A parsimonious prognostic model was generated by Cox regression after categorization of the numeric variables (age, tumor size, and positive lymph nodes). Four prognostic factors were included the original model (Table 2). According to the regression coefficient, we assigned values to the above variables. A score of 1 point was assigned to the factor with the smallest hazard ratio at Cox regression (pTNM stage), and proportionally weighting the other 3 variables: tumor size, positive lymph nodes, and age. Every patient got a total prognostic score (range 0-8) by summing the points of above 4 factors. A heat map was provided to visually observe the relation between prognostic factors of the largest regression coefficient (tumor size and positive lymph nodes) and survival time (Figure 2). The concordance index of the model for predicting overall survival was 0.652 (95% CI 0.651-0.653). To confirm the advantage of this model, we also calculated the concordance index (0.565, 95% CI 0.564-0.566) of pTNM stage. Besides, the results revealed that prognostic model had a better stratified effect than pTNM stage alone (Figure 3).

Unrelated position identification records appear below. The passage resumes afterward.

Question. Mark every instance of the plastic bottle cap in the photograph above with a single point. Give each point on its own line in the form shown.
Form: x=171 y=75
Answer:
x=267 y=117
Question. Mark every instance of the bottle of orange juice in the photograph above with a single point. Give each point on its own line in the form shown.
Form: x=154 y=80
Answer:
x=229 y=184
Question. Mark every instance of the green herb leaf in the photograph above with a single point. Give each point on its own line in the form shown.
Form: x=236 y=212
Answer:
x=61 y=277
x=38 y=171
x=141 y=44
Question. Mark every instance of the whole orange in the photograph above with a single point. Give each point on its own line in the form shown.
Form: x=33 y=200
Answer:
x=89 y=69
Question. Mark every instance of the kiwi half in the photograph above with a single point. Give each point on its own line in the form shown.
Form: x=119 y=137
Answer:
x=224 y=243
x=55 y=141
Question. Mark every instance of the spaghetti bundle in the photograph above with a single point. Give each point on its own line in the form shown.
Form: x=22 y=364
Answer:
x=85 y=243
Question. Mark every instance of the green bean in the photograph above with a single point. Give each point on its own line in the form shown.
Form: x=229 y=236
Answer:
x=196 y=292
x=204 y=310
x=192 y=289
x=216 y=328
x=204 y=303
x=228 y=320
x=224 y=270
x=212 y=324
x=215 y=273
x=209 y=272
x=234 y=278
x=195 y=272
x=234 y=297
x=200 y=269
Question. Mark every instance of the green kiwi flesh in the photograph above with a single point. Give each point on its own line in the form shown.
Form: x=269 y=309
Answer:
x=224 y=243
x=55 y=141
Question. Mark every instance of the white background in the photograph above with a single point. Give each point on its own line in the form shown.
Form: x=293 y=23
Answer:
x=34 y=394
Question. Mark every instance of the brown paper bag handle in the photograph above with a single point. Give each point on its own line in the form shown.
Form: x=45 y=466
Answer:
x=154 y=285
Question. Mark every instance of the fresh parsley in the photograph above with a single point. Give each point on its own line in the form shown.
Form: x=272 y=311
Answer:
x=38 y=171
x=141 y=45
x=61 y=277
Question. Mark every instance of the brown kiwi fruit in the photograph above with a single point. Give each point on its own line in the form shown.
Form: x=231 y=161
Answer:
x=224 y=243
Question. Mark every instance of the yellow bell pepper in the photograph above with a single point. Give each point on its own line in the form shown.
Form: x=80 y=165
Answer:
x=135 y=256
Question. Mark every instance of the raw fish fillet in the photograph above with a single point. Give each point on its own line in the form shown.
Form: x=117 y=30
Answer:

We used X-tile to determine the optimal cutoff value of prognostic score based on the model as 3.5 points. The entire cohort were classified into 2 new risk groups, low-risk group (prognostic score < 3.5, n = 388) and high-risk group (prognostic score ≥3.5, n = 491).

Figure 2.

A heat map for positive lymph nodes (x-axis) and tumor size (y-axis) corresponding to survival time. Deep blue regions show relatively poorer survival outcomes than light blue regions.

Figure 3.

Kaplan-Meier survival curves for overall survival according to the status of pTNM stage (A) and the prognostic model (B).

Patients in the high-risk subgroup had a significantly lower overall survival over the low-risk subgroup (unadjusted HR = 2.578, 95% CI, 2.095-3.172, Log-rank test: P < 0.001, Figure 3B). Our results revealed that the 3-year, 5-year and 10-year overall survival in the low-risk subgroup vs. that in the high-risk subgroup was 71% vs. 41%, 62% vs. 32% and 58% vs. 20%, respectively (Figure 3B, Log rank P < 0.001).

Sub-Group Analysis for OS

To further explore the effect of prognostic model on cohort with different variables, univariable analysis was used to estimate the correlations between prognostic model and overall survival. Our results revealed that unadjusted HR exceeded 1 or, in other words, model’s score could be a risk indictor among population of different variables except cohort with grade I, adenoid cystic carcinoma, and other races (Figure 4).

Figure 4.

Univariable analyses of prognostic factors for overall survival in the cohort.

Discussion

In the present study, the data of SEER was analyzed by univariable and multivariable Cox regression, and then the prognostic model was constructed. Age, positive lymph nodes, pTNM stage and tumor size were considered as independent prognostic factors for those patients with PGC. Furthermore, new risk subgroups based on model’s score were also identified to have a good distinction efficiency. We also found that prognostic model had a better stratified effect than pTNM stage alone. Therefore, this model was considered to have certain clinical utility. The relative data for the prognostic model could be easily obtained from patients’ medical record, which makes it rather practical to validate our results by multi-institution study and to be applied in clinical work.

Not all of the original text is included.